Does this mean that the term ‘regression testing’ is meaningless within this approach? No, it doesn’t. It does mean that ‘regression testing’ is a lot less important as a concept. You might be testing a feature, focusing on usability. And you might not expect to find any issues, because it’s a regression test, i.e. you don’t expect the changes that were made, to have had any impact. Then it makes perfect sense to use the term, but at best ‘regression test’ is the fourth thing you mention, because only in the context of those other three things, it has any meaning.

— — —

(1) I’m definitely not the first one to notice this peculiarity, see e.g. Arborosa’s blog post about regression testing“such a definition […] only provides the intention of this type, or should I say activity, of testing. Regression testing could still encompass any other testing type in practice.”
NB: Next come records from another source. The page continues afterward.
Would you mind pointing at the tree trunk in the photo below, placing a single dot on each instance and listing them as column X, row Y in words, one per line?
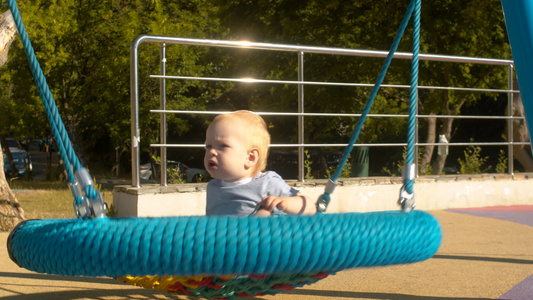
column 425, row 159
column 11, row 212
column 522, row 153
column 8, row 31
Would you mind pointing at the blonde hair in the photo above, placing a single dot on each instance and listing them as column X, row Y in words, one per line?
column 256, row 131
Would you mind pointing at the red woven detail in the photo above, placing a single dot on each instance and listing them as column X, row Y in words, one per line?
column 178, row 288
column 208, row 281
column 286, row 287
column 320, row 275
column 258, row 277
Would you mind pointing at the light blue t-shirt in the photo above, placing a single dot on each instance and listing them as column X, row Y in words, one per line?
column 241, row 198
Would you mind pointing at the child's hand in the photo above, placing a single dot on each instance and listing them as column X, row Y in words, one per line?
column 270, row 202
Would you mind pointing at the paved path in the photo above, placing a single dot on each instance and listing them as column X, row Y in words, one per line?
column 487, row 253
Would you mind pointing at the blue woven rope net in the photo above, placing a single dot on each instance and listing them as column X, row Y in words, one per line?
column 242, row 256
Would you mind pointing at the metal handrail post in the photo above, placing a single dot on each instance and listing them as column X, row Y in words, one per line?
column 135, row 132
column 301, row 174
column 510, row 122
column 163, row 117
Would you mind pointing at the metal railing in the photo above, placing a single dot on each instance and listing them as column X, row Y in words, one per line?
column 300, row 51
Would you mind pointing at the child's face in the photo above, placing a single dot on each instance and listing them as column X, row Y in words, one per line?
column 227, row 153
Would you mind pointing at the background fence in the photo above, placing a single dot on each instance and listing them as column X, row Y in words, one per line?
column 360, row 158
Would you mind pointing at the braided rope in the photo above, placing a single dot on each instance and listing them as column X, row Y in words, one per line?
column 224, row 287
column 413, row 96
column 373, row 93
column 185, row 246
column 68, row 155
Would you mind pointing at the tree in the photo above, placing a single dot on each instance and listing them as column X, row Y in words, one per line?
column 461, row 28
column 83, row 48
column 10, row 210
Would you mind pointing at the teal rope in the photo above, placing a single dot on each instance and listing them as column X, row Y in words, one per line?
column 68, row 155
column 413, row 95
column 58, row 128
column 374, row 92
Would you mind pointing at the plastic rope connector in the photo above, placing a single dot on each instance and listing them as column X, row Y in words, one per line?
column 408, row 172
column 92, row 203
column 81, row 205
column 98, row 205
column 323, row 200
column 84, row 178
column 407, row 200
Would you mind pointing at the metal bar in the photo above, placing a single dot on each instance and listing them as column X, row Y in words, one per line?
column 300, row 50
column 301, row 136
column 510, row 122
column 344, row 145
column 320, row 50
column 163, row 117
column 332, row 114
column 134, row 102
column 253, row 80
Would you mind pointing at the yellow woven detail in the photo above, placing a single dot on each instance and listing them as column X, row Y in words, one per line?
column 163, row 283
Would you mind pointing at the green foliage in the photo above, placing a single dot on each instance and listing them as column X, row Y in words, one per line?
column 473, row 162
column 307, row 165
column 83, row 48
column 401, row 163
column 111, row 211
column 346, row 169
column 501, row 167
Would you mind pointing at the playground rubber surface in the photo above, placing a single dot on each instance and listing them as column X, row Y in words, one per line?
column 486, row 253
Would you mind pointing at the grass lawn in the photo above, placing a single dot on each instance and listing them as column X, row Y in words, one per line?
column 48, row 200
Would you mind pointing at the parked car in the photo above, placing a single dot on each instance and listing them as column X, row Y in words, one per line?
column 22, row 161
column 190, row 174
column 14, row 145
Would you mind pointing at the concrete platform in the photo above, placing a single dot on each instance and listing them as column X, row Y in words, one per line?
column 487, row 253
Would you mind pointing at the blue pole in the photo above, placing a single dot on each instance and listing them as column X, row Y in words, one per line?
column 519, row 21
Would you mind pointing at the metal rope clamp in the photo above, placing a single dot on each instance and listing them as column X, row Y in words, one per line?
column 90, row 206
column 407, row 200
column 322, row 202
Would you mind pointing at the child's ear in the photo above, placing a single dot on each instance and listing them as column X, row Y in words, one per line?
column 252, row 159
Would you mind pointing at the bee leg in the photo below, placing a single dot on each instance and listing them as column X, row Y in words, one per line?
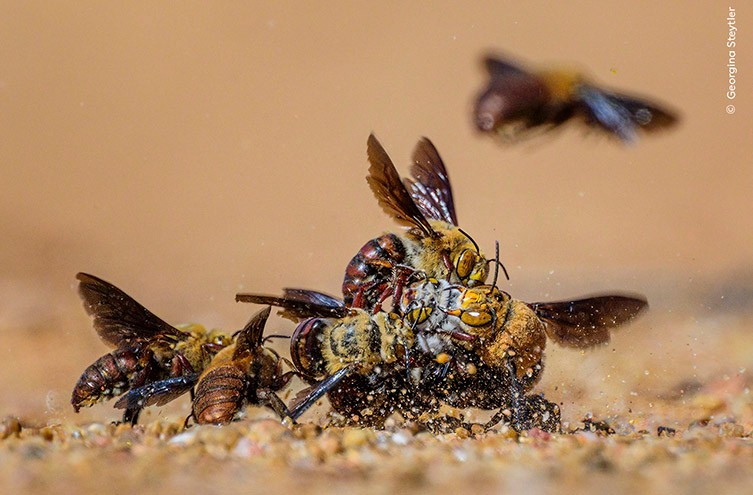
column 273, row 401
column 319, row 390
column 181, row 365
column 185, row 422
column 516, row 414
column 544, row 414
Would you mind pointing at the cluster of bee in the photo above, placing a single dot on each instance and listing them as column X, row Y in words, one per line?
column 418, row 326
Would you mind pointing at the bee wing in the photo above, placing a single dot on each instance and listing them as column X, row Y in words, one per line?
column 118, row 318
column 587, row 322
column 622, row 115
column 157, row 393
column 313, row 296
column 298, row 306
column 502, row 68
column 390, row 192
column 430, row 186
column 252, row 335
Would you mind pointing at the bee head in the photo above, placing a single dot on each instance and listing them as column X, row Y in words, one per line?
column 219, row 338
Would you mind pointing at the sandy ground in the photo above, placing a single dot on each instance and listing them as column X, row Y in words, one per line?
column 186, row 155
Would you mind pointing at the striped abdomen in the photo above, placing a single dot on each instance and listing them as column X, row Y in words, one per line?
column 371, row 268
column 111, row 375
column 219, row 395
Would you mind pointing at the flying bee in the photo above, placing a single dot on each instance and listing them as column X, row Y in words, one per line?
column 433, row 244
column 146, row 348
column 245, row 372
column 360, row 360
column 498, row 343
column 516, row 101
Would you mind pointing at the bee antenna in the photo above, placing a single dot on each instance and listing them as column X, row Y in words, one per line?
column 470, row 239
column 497, row 264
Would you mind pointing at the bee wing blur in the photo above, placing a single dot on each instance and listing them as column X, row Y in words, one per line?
column 622, row 115
column 498, row 68
column 430, row 186
column 252, row 335
column 296, row 308
column 390, row 192
column 587, row 322
column 157, row 393
column 513, row 102
column 118, row 318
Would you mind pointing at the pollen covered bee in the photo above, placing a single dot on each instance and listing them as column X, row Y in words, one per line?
column 146, row 348
column 433, row 244
column 495, row 344
column 245, row 372
column 361, row 361
column 516, row 101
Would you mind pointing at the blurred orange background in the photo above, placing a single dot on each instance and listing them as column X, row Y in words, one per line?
column 188, row 152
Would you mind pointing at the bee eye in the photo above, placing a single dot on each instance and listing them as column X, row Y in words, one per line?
column 476, row 318
column 418, row 315
column 465, row 263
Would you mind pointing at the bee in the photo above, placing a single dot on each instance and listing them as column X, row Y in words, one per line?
column 146, row 348
column 496, row 343
column 433, row 244
column 245, row 372
column 516, row 101
column 361, row 361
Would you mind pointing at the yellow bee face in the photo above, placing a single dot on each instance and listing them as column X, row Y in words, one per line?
column 481, row 308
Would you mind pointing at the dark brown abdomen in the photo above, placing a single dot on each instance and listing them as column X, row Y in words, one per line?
column 371, row 268
column 111, row 375
column 219, row 395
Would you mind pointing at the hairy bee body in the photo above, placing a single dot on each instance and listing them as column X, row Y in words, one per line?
column 147, row 361
column 433, row 244
column 147, row 349
column 360, row 361
column 516, row 102
column 496, row 344
column 237, row 374
column 322, row 346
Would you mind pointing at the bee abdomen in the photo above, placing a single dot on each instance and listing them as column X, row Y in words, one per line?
column 219, row 395
column 375, row 256
column 306, row 348
column 108, row 376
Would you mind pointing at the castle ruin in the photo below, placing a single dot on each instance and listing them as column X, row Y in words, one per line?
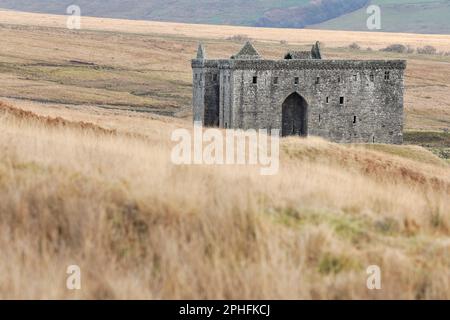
column 302, row 94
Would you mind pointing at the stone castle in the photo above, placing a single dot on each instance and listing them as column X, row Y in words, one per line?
column 302, row 94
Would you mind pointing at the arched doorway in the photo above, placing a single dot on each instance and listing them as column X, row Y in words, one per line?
column 294, row 115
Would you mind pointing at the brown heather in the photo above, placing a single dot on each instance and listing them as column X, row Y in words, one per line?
column 96, row 188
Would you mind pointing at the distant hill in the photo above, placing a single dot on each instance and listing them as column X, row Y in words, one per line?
column 415, row 16
column 421, row 16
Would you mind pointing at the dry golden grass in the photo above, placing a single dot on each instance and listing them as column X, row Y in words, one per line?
column 106, row 197
column 296, row 36
column 143, row 65
column 85, row 180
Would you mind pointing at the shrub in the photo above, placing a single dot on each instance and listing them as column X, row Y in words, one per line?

(2) I am not sure who first used the term ‘change detector’ in this way. The oldest reference I could find is from 2005: Regression testing by Cem Kaner and James Bach.
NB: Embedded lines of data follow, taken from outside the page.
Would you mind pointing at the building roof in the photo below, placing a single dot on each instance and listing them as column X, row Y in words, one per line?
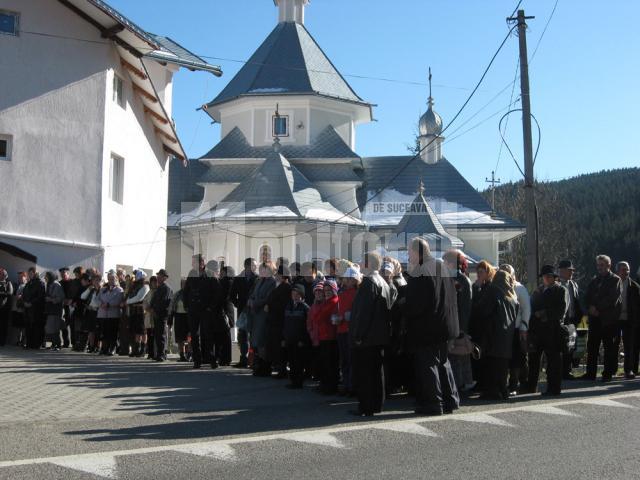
column 441, row 180
column 420, row 219
column 183, row 184
column 172, row 52
column 288, row 62
column 328, row 144
column 278, row 189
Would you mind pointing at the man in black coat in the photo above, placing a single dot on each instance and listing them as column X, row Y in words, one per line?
column 160, row 306
column 199, row 302
column 629, row 318
column 431, row 312
column 238, row 295
column 370, row 328
column 574, row 311
column 33, row 297
column 604, row 303
column 547, row 331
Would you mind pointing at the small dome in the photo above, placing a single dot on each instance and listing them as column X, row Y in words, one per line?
column 430, row 122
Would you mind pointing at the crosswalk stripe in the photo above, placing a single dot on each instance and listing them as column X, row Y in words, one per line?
column 549, row 410
column 412, row 428
column 605, row 402
column 317, row 438
column 99, row 465
column 481, row 418
column 219, row 451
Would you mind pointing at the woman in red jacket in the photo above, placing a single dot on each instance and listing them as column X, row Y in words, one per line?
column 327, row 318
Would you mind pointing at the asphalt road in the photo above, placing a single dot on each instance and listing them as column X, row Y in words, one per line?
column 68, row 416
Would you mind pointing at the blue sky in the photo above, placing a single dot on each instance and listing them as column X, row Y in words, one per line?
column 584, row 77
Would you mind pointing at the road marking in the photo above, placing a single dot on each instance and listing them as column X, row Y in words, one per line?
column 413, row 428
column 219, row 451
column 481, row 418
column 91, row 460
column 549, row 410
column 99, row 465
column 317, row 438
column 605, row 402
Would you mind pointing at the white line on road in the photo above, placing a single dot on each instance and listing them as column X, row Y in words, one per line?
column 216, row 450
column 606, row 402
column 318, row 438
column 99, row 465
column 481, row 418
column 549, row 410
column 105, row 462
column 413, row 428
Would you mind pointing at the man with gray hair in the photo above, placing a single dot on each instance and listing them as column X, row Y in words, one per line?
column 604, row 302
column 519, row 368
column 629, row 317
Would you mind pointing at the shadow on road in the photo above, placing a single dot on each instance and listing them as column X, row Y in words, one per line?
column 171, row 401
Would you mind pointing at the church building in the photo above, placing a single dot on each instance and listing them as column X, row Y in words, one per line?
column 286, row 180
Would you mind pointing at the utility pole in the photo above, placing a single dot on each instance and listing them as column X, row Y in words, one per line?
column 530, row 201
column 493, row 183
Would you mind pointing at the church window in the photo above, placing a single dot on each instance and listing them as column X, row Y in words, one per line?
column 9, row 22
column 118, row 90
column 5, row 147
column 116, row 179
column 280, row 125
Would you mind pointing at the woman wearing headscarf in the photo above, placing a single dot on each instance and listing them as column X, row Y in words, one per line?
column 258, row 317
column 53, row 309
column 500, row 309
column 478, row 324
(3) Just to be clear: machine-centric will involve humans and human-centric will involve machines. The question is: what’s the focus? Humans supporting machines (i.e. machine-centric) or machines supporting humans (i.e. human-centric). And of course, until our robotic overlords are here, at the highest level what you do will be human-centric. (Afterwards too, actually, I hope.)
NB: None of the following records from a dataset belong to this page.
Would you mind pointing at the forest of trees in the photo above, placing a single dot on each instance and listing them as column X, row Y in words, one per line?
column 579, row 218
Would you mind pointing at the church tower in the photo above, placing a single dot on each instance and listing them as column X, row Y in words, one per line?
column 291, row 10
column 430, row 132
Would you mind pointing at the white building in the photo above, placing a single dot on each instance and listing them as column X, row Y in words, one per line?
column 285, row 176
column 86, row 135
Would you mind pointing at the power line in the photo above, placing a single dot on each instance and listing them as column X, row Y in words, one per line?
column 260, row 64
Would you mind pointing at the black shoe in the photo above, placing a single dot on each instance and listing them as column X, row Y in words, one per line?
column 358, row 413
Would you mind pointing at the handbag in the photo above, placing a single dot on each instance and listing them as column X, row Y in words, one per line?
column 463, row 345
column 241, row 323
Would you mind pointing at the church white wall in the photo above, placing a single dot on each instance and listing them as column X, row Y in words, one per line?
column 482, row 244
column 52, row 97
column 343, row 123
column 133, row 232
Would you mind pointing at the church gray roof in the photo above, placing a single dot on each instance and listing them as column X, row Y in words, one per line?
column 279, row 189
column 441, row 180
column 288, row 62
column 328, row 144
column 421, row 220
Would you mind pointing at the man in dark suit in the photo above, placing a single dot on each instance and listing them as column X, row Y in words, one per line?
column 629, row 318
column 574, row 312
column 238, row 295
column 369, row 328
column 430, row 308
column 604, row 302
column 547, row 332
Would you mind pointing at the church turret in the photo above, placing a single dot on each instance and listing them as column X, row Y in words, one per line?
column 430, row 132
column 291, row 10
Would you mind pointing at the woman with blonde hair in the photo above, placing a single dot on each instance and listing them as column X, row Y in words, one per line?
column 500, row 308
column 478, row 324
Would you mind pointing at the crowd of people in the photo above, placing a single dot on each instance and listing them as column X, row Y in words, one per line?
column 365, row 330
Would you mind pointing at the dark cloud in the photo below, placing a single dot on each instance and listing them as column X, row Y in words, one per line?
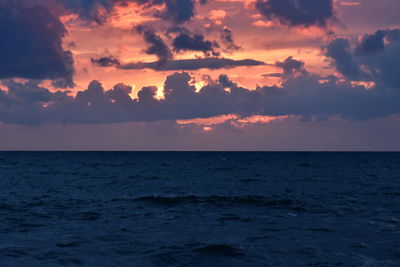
column 227, row 40
column 32, row 44
column 176, row 11
column 195, row 42
column 302, row 13
column 106, row 61
column 179, row 11
column 156, row 45
column 339, row 50
column 183, row 64
column 375, row 58
column 301, row 95
column 291, row 66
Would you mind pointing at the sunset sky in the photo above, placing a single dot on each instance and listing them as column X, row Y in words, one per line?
column 200, row 74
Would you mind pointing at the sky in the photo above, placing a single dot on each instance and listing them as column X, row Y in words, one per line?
column 200, row 75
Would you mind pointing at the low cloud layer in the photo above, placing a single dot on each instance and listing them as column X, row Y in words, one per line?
column 176, row 65
column 297, row 13
column 375, row 58
column 302, row 95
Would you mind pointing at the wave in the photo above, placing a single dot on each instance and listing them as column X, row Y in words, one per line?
column 250, row 200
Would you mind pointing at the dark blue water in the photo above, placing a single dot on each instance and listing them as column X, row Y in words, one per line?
column 199, row 209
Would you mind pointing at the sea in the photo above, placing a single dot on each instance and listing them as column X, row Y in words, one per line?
column 199, row 209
(4) Some further explanation for the less philosophically inclined: according to a city map, streets and buildings are things, but people and the weather are not. If your application is a city, what kind of map would you draw? What elements would it include and which would it omit?

(5) There’s a more general blog post hidden in this question, expanding into the philosophical: why are most Western ontologies focused on things instead of processes?

Why I dislike test management

As I am enjoying these short, not very nuanced, not extremely well thought out blog posts, here’s another one.

Some people seem to think that it makes sense to think of testing as a project within a project, so they apply project management tools and techniques to testing. This simply doesn’t work.
Because what are the tools and techniques do they use? A plan with milestones no one is ever going to make as unexpected stuff tends to happen. A budget that is too tight because it’s based on that same plan. Entry criteria that are not met, but never mind, we’re running out of time so you need to start testing anyhow. And finally exit criteria that we fail to meet as well, but hey we’ll go live anyway, because the software really isn’t that bad (or so we hope).
So in the end, a lot of time and effort is spent on producing documents that are of little use in guiding the actual testing effort. The only thing they do is give some people a warm and fuzzy illusion of control.

But why doesn’t this test management thing work? In my opinion it’s quite simple: testing on its own doesn’t really do anything. There is no real product at the end of testing; we only produce information.
Of course, one could argue that the product of software testing is a test report, but that’s just weird. No one cares about your test report, they care about the software, about the product. Or rather (and more inspiring for us software testers): they don’t care about the documents you produce, they care about the service you provide. And that gets lost when you focus on the test project instead of on the software project.

p.s. Something is bugging me about this post, but I can’t put my finger on exactly what it is. Ideas anyone?